Reaching a new generation
Bloomsbury Reader’s mission is to discover out of print books that deserve to be re-published and make them available to a new generation of readers. We also occasionally publish new books that we read and love. When we started in September 2011, we spread our net widely and re-issued books in many genres from crime to romance, biography to military history, young adult to sci-fi. Crime has always been one of our favourite genres, though, and we’re thrilled to be sponsoring the Crime Fiction Lover’s Classics in September 2014.
We’ve listed a few of our favourite discoveries below which we hope you’ll enjoy as much as we have, and look forward to hearing from you – do you have any favourites that you think deserve to be re-issued? You can reach us on Twitter @bloomsreader.
We launched Bloomsbury Reader with Margery Allingham’s first crime novel, The White Cottage Mystery. Initially serialised in The Daily Express in 1927, this epitomises classic, some might say, cosy crime. It’s no wonder that Margery Allingham is JK Rowling’s favourite crime writer. We continued in the cosy crime vein with Ann Bridge, author of the memorable Julia Probyn series starting with The Lighthearted Quest; and Jane Aiken Hodge, a prolific author of historical romances but also crime thrillers. We recommend A Death in Two Parts as an introduction to her crime fiction.
For those who like a touch of comedy in their crime, there’s Bernice Rubens, perhaps best known as the first woman to win the Booker Prize in 1970 with The Elected Member. We recommend her wickedly funny Nine Lives, a black comedy that mixes whodunnit with whydunnit. For cricket fans, The Amazing Test Match Crime is bonkers but brilliant. Don’t take our word for it, Brian ‘Jonners’ Johnston, the king of gaffes and giggles said: “I am sure that you – like me – will find it the funniest cricket book you ever read – and also the most lovable, with its gentle digs at all and sundry in the cricket world.”

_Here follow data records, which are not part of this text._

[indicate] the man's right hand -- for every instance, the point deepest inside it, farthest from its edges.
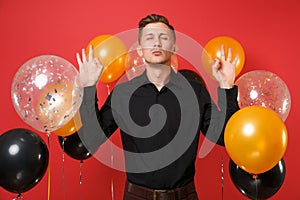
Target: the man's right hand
(90, 68)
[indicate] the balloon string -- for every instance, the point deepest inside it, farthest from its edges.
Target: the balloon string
(80, 172)
(222, 171)
(63, 168)
(18, 197)
(112, 165)
(256, 186)
(108, 89)
(80, 177)
(49, 183)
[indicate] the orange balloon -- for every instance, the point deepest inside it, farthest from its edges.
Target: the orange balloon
(111, 52)
(212, 50)
(71, 127)
(255, 139)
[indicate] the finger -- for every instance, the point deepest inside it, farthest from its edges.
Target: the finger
(98, 63)
(79, 60)
(222, 52)
(91, 52)
(229, 55)
(83, 55)
(216, 64)
(236, 59)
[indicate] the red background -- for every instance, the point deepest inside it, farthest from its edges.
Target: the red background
(268, 30)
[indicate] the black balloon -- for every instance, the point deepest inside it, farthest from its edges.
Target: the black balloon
(260, 186)
(192, 75)
(24, 160)
(73, 146)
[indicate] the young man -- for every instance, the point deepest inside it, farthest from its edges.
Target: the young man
(160, 115)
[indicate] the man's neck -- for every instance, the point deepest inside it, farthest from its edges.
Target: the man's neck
(158, 74)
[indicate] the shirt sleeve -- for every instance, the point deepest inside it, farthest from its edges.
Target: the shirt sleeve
(97, 125)
(214, 118)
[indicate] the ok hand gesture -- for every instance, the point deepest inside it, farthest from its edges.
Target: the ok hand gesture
(224, 69)
(90, 68)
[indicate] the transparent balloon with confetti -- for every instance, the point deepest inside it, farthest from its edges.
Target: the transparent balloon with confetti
(46, 92)
(264, 88)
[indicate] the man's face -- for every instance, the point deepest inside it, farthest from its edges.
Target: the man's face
(157, 44)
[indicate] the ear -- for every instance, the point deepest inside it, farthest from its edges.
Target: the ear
(139, 51)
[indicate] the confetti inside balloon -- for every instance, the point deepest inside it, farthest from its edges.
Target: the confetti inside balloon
(264, 88)
(46, 92)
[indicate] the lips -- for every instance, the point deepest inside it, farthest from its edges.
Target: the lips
(156, 52)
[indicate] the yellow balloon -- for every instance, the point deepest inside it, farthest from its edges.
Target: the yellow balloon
(255, 139)
(111, 51)
(212, 50)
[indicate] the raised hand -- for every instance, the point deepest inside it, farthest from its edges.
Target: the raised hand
(90, 68)
(224, 69)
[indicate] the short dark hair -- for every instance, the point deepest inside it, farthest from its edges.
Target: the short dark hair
(154, 18)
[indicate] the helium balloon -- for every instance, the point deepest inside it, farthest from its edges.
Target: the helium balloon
(135, 64)
(261, 186)
(46, 92)
(111, 52)
(71, 127)
(24, 160)
(73, 146)
(255, 139)
(212, 50)
(264, 88)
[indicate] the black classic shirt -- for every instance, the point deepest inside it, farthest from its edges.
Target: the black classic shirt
(160, 129)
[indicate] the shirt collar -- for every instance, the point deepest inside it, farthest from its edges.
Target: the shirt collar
(143, 79)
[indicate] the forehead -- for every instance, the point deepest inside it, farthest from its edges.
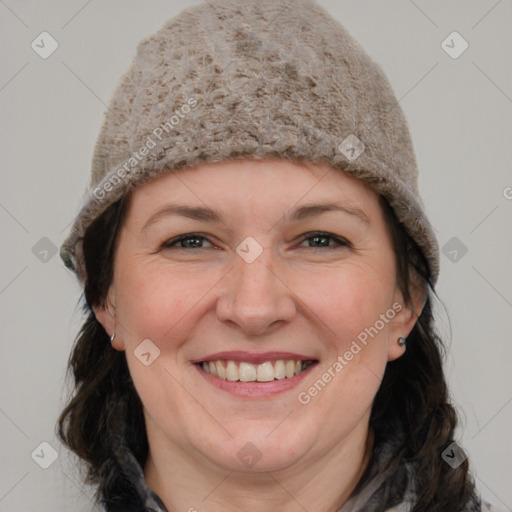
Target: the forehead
(259, 182)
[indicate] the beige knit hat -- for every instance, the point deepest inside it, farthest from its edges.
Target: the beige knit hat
(260, 79)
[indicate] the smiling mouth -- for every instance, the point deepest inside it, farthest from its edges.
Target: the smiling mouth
(267, 371)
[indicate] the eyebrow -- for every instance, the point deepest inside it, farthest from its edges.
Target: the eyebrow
(206, 214)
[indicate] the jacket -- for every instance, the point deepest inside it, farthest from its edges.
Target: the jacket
(367, 496)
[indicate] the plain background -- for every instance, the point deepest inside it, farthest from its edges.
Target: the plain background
(459, 112)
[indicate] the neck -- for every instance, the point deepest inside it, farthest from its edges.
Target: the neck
(185, 484)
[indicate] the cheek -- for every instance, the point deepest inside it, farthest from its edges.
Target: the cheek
(348, 299)
(156, 302)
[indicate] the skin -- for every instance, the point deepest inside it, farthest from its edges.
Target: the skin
(296, 297)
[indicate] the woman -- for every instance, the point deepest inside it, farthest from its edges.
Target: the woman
(258, 272)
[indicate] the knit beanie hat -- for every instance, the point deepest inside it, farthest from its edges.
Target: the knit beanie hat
(260, 79)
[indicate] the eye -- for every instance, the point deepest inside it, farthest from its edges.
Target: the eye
(321, 240)
(186, 241)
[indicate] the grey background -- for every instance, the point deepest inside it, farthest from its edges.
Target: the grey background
(459, 111)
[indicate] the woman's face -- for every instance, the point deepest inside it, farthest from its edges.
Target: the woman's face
(281, 277)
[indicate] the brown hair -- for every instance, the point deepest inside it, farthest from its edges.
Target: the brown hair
(412, 400)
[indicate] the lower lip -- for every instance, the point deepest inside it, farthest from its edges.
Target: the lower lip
(256, 389)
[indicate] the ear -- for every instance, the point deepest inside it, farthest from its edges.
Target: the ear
(405, 319)
(106, 316)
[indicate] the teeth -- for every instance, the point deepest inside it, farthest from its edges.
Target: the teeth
(290, 368)
(265, 372)
(248, 372)
(213, 369)
(221, 371)
(232, 371)
(279, 371)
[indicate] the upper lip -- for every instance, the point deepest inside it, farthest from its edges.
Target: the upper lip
(253, 357)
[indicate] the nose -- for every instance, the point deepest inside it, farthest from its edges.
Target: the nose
(255, 298)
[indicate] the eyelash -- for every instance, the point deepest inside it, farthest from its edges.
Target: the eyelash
(314, 234)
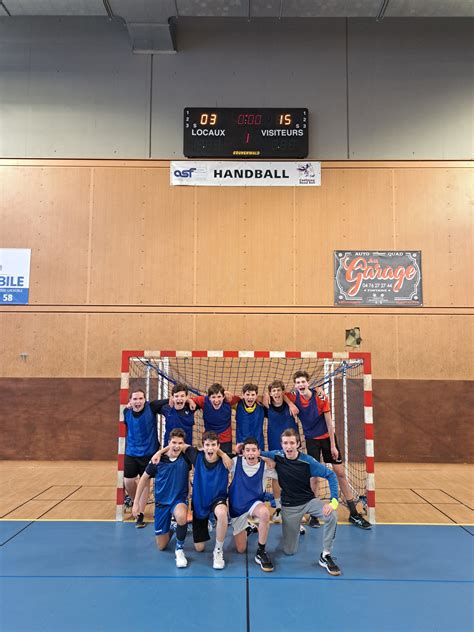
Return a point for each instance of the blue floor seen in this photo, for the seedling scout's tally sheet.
(101, 576)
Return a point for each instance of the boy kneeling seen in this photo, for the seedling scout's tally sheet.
(246, 500)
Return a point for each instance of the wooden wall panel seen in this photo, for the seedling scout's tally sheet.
(378, 333)
(244, 246)
(245, 331)
(433, 212)
(142, 238)
(47, 209)
(351, 210)
(230, 267)
(109, 334)
(54, 344)
(436, 347)
(77, 419)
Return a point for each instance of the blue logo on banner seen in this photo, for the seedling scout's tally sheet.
(184, 173)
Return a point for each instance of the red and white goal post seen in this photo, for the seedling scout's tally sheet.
(345, 376)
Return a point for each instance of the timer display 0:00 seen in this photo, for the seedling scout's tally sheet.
(243, 119)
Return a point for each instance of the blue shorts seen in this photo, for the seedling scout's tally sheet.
(163, 515)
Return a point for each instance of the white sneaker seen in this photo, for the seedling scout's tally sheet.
(218, 559)
(181, 561)
(276, 518)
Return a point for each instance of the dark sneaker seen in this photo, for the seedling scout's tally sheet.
(360, 522)
(264, 561)
(140, 523)
(251, 528)
(328, 563)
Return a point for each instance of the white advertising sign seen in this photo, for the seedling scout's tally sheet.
(14, 275)
(245, 174)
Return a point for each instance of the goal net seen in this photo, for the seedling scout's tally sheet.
(345, 377)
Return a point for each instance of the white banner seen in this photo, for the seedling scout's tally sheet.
(245, 174)
(14, 275)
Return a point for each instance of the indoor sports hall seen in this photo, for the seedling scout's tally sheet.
(262, 196)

Edmund Crispin’s Gervase Fen novels are also humorous, albeit more traditional, whodunits mainly set in the fictional institution of St Christopher’s College, Oxford. We suggest the last book in the series, The Glimpses of the Moon, set whilst Gervase Fen is on sabbatical in Devon, with a memorable cast of characters and a plot verging on parody. Keeping with the Oxford theme, JC Masterman’s An Oxford Tragedy arguably established the tradition of Oxford-based crime fiction that became so prevalent.
For a slightly more modern twist, try Nicolas Freeling’s Van Der Valk series, including A Long Silence, bestsellers in the 60s and immortalised by Barry Foster in the hit TV series in the 70s.
For the literary, Nicholas Blake, the pen name adopted by Cecil Day-Lewis for his crime fiction since, “I have a feeling,” he once remarked, “that people who read detective novels don’t like the detective novelist to be anything like a serious poet.” If you haven’t tried one of his crime novels, then The Deadly Joker is a must.
HRF Keating needs no introduction, but for those who haven’t ventured beyond the Inspector Ghote Mysteries, we recommend trying The Bad Detective.
Our selection process is based on a combination of recommendations from readers, writers and agents, our own love of a book and great quotes from earlier editions, as was the case Gavin Lyall’s The Wrong Side of the Sky with this memorable quote from PG Wodehouse: “Terrific! When better novels of suspense than this are written, lead me to them.”
Lastly, we’d like to bring your attention to a new crime novel, The Lazarus Prophecy by FG Cottam. Whilst this doesn’t fit the Classics in September theme since it is a new book, we just couldn’t put it down, so wanted to draw your attention to what we think will become a future classic.
We hope you enjoy reading these books as much as we have.